How old were you when you first realized that no adult has any idea what they're doing? When you're a kid, it's easy to look up to your parents and teachers and bank tellers and taxi drivers like they have all the secrets about how to get by in the world -- but the truth is nobody's got a clue.
"I never felt safe enough to come out," John says on this week's episode. his religious upbringing made coming out a painful experience -- his mother broke down and cried, and that very same night he called called a girl he knew to ask if she'd be his girlfriend in the hopes of undoing his mom's pain.
The next few years were hard, and marked by occasional attempts to run away. John would look at his mom, who was once his best friend, and think, "my mom doesn't love me as much as she did."
"More than anything, I wanted my mom to look at me the way she did before," he said.
Finally, he was old enough to move out of the house for real -- but being on his own turned out to be harder than he thought. Two years of couch-surfing and unsteady employment convinced John that he'd failed as an adult.
But his eyes were opened by a chance re-discovery of a movie he loved as a kid, and a lesson he'd forgotten as he grew up: that making mistakes is a very adult thing to do. The movie Matilda showed him that just because a person is an adult doesn't mean that they're right about everything.
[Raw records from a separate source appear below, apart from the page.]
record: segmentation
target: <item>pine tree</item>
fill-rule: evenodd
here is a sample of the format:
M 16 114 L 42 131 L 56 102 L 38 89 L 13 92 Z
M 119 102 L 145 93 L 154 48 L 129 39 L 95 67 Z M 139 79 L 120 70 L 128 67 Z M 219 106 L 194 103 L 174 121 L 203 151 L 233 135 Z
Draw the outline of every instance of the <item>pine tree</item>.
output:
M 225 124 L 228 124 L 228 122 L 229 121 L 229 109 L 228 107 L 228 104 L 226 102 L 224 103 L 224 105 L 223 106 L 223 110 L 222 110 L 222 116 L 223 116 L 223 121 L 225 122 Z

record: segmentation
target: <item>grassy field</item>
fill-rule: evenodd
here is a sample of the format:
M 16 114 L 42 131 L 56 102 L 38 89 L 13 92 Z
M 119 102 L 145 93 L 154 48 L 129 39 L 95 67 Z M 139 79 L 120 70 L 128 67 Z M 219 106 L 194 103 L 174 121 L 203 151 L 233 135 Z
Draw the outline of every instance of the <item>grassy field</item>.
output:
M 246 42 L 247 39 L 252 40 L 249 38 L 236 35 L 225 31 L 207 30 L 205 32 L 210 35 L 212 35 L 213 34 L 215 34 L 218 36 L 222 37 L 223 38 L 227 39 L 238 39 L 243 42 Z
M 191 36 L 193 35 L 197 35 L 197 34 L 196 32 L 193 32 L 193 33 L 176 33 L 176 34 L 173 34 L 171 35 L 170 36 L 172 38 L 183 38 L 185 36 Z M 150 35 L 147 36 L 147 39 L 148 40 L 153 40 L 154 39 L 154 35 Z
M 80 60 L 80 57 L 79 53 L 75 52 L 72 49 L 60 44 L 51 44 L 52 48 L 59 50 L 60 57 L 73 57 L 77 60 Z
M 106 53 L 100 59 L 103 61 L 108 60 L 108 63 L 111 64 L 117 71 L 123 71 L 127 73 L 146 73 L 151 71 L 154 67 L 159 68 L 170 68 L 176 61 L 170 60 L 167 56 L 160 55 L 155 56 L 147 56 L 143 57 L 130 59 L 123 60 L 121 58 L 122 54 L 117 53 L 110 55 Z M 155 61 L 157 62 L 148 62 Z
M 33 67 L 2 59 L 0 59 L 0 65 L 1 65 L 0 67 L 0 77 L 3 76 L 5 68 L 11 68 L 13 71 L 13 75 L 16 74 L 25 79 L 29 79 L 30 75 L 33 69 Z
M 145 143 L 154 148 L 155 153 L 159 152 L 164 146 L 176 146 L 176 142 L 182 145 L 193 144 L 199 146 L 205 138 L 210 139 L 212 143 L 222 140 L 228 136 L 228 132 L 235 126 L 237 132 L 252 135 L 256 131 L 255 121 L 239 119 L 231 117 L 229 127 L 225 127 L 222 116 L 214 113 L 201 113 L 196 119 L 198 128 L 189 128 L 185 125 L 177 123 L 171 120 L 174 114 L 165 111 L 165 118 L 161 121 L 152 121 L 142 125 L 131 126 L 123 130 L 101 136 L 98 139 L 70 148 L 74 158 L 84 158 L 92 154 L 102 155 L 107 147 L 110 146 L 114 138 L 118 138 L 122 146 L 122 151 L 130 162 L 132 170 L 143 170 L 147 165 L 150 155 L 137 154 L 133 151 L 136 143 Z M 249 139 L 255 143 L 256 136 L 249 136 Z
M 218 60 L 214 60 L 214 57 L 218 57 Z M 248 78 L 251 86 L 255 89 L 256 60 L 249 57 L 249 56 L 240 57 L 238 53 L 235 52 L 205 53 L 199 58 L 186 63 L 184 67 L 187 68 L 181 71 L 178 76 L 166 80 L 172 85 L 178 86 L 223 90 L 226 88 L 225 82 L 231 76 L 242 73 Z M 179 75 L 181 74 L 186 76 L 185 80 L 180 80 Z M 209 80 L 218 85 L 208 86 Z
His past mistakes didn't make him a bad person; and his mother's disapproval could maybe change. "Maybe one day I can pull her out of it," he thought.
John moved back home and attempted a reconciliation that stretched out over years. He wasn't sure if it was working, until one day his mother unexpectedly found a way to let him know that ever since she pushed him away, she'd been silently holding onto a lot of regrets.